Ela também anuncia, para o ano que vem, a retomada do projeto pedagógico do Bloco Escola, que foi interrompido na década de 1990. “Vamos atuar na formação continuada dos profissionais e públicos nos campos artístico e cultural, oferecendo cursos e seminários em temas como artes visuais, curadoria, gestão cultural e audiovisual.”
Ao refletir sobre todos esses trabalhos e esforços, Keyna considera a presença de tantas mulheres na linha frente um ineditismo para o museu, para o Rio e até mesmo para América Latina. “Isso é raro e, obviamente, mexe com dinâmicas internas e externas”, afirma a única carioca do grupo.

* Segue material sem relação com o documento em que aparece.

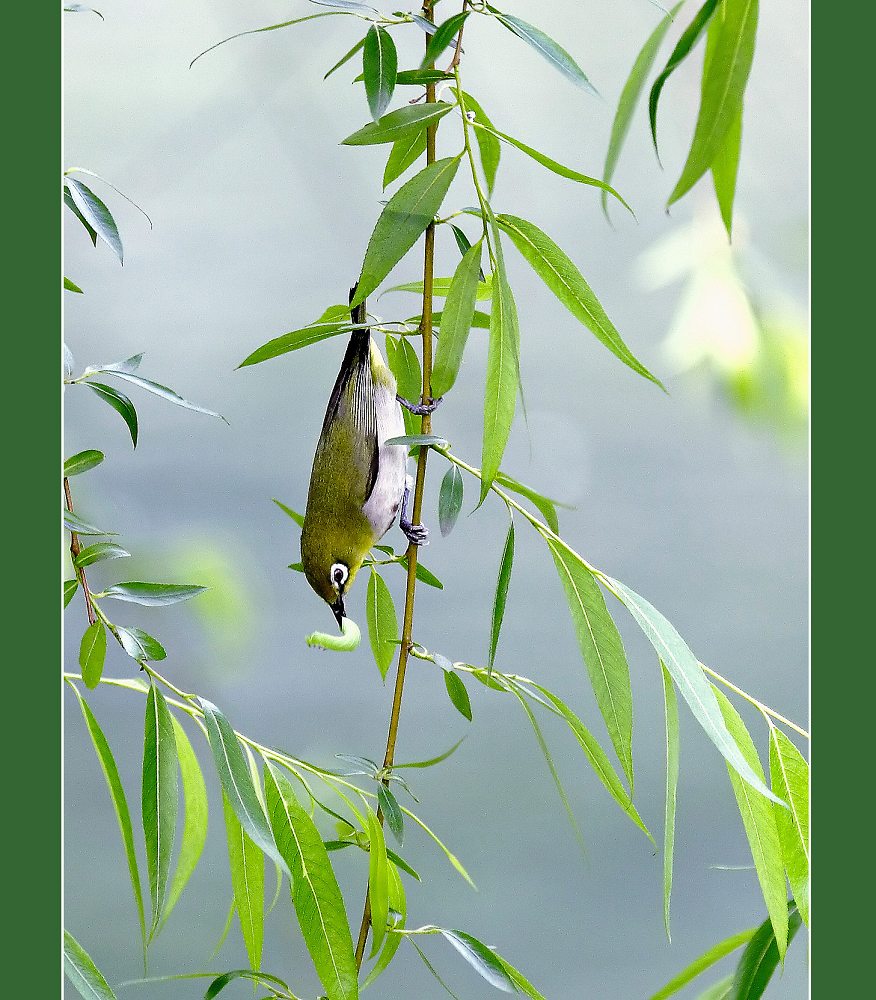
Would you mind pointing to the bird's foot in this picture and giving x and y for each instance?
(420, 409)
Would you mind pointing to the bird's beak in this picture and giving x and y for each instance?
(338, 609)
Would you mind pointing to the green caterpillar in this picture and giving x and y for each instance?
(346, 642)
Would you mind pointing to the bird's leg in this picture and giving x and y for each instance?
(420, 409)
(416, 534)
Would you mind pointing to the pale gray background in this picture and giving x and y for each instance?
(260, 223)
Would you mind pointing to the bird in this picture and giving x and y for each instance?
(358, 482)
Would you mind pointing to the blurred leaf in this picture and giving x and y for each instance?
(294, 341)
(670, 705)
(82, 461)
(758, 817)
(395, 125)
(489, 147)
(403, 220)
(96, 214)
(450, 498)
(682, 50)
(139, 645)
(705, 961)
(160, 798)
(501, 596)
(83, 973)
(444, 36)
(153, 594)
(690, 679)
(761, 958)
(345, 58)
(379, 66)
(561, 276)
(194, 834)
(456, 319)
(789, 778)
(120, 403)
(236, 781)
(457, 693)
(482, 959)
(723, 89)
(392, 813)
(73, 522)
(382, 622)
(548, 49)
(120, 804)
(378, 889)
(602, 650)
(404, 153)
(92, 653)
(247, 866)
(630, 97)
(98, 552)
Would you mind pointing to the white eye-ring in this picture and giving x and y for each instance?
(339, 574)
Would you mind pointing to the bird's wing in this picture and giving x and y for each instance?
(349, 430)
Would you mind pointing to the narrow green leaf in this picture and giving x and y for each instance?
(501, 596)
(670, 705)
(444, 36)
(481, 958)
(413, 117)
(689, 678)
(403, 220)
(295, 340)
(489, 147)
(236, 781)
(450, 498)
(139, 645)
(160, 798)
(97, 214)
(503, 379)
(456, 320)
(705, 961)
(378, 890)
(602, 650)
(194, 834)
(247, 866)
(82, 462)
(457, 693)
(759, 820)
(556, 167)
(682, 50)
(548, 49)
(597, 758)
(761, 958)
(98, 552)
(153, 595)
(723, 90)
(403, 154)
(561, 276)
(789, 778)
(382, 622)
(92, 653)
(379, 66)
(392, 813)
(630, 97)
(120, 804)
(119, 402)
(83, 973)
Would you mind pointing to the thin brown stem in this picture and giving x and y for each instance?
(75, 549)
(419, 484)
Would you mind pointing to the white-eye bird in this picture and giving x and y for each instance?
(358, 482)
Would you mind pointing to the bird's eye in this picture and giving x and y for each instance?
(339, 574)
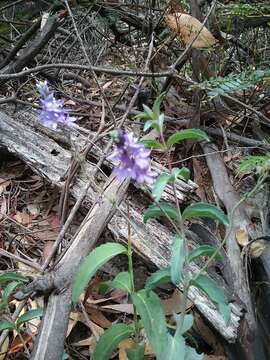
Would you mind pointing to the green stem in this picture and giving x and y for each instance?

Nascida em Vila Isabel, ela é formada em Filosofia, mestre em História da Arte, atua como professora da Escola de Artes Visuais (EAV) do Parque Lage e já assinou curadorias de exposições em diferentes cantos do mundo. “O meu currículo não é natural para mulheres e mulheres pretas, assim como estar no lugar onde estou”, diz ela, que opta por responder a qualquer estranhamento que isso posa causar em terceiros “com humor”. Enquanto isso, defende também um sistema de trabalho essencialmente pautado na coletividade. “Não acredito em dinâmica única, no grande herói que dá seu sangue e suor. Quero sair do MAM ainda mais nova e gata do que entrei.”